Cameron will need to urgently give out some encouraging messages to the (e)utopians to convince them that he has no real intention of repatriating powers, and that he only fears the loss of votes from minor eurosceptic parties. He can read the signs that any rebellion against EU power will not be tolerated. If he wants to win an election, he had better get his head straight. The votes don't matter. Eurosceptics don't matter. The people who control postal voting and overnight ballot box storage will decide the election result. He had better remember that.

The Guardian article quoting Ken Clarke is HERE.

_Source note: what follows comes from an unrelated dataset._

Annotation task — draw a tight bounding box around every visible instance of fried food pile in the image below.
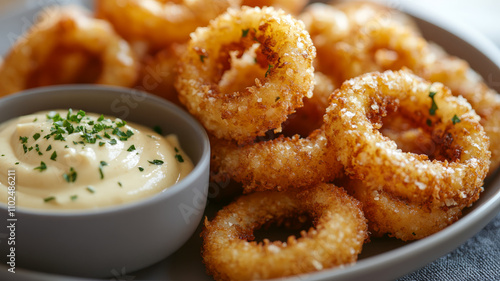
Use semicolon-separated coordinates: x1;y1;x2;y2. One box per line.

Oh yes. And I nearly forgot another key (e)utopian, Michael Heseltine, also giving his opinion on BBC Hard Talk that a Hung Parliament is a 'very likely' result. Link HERE. That makes it a full house of the ageing Tory eurofanatics, talking down Cameron's chances.

The situation could not be clearer.

3 comments:

Odin's Raven said...

We now seem to have a 'virtual democracy' wherein the controlling forces do the decisive voting or counting for us, in terms of a rigged game. It's just entertainment, another 'reality show' of flickering shadows on the wall.

tapestry said...

The accumulation of power in the hands of a few unknowns is not entertainment in its result. But yes this is a 'virtual democracy' with the appearance of democracy without the substance, recognisable in any other totalitarian system, where the media does the state's bidding in keeping the people disenfranchised and deceived.

tapestry said...

If the rigging 'conspiracy' theories are correct, and that expectations have to be managed beforehand, then cameron's best defence is to maintain the strong expectation that he will win a good majority.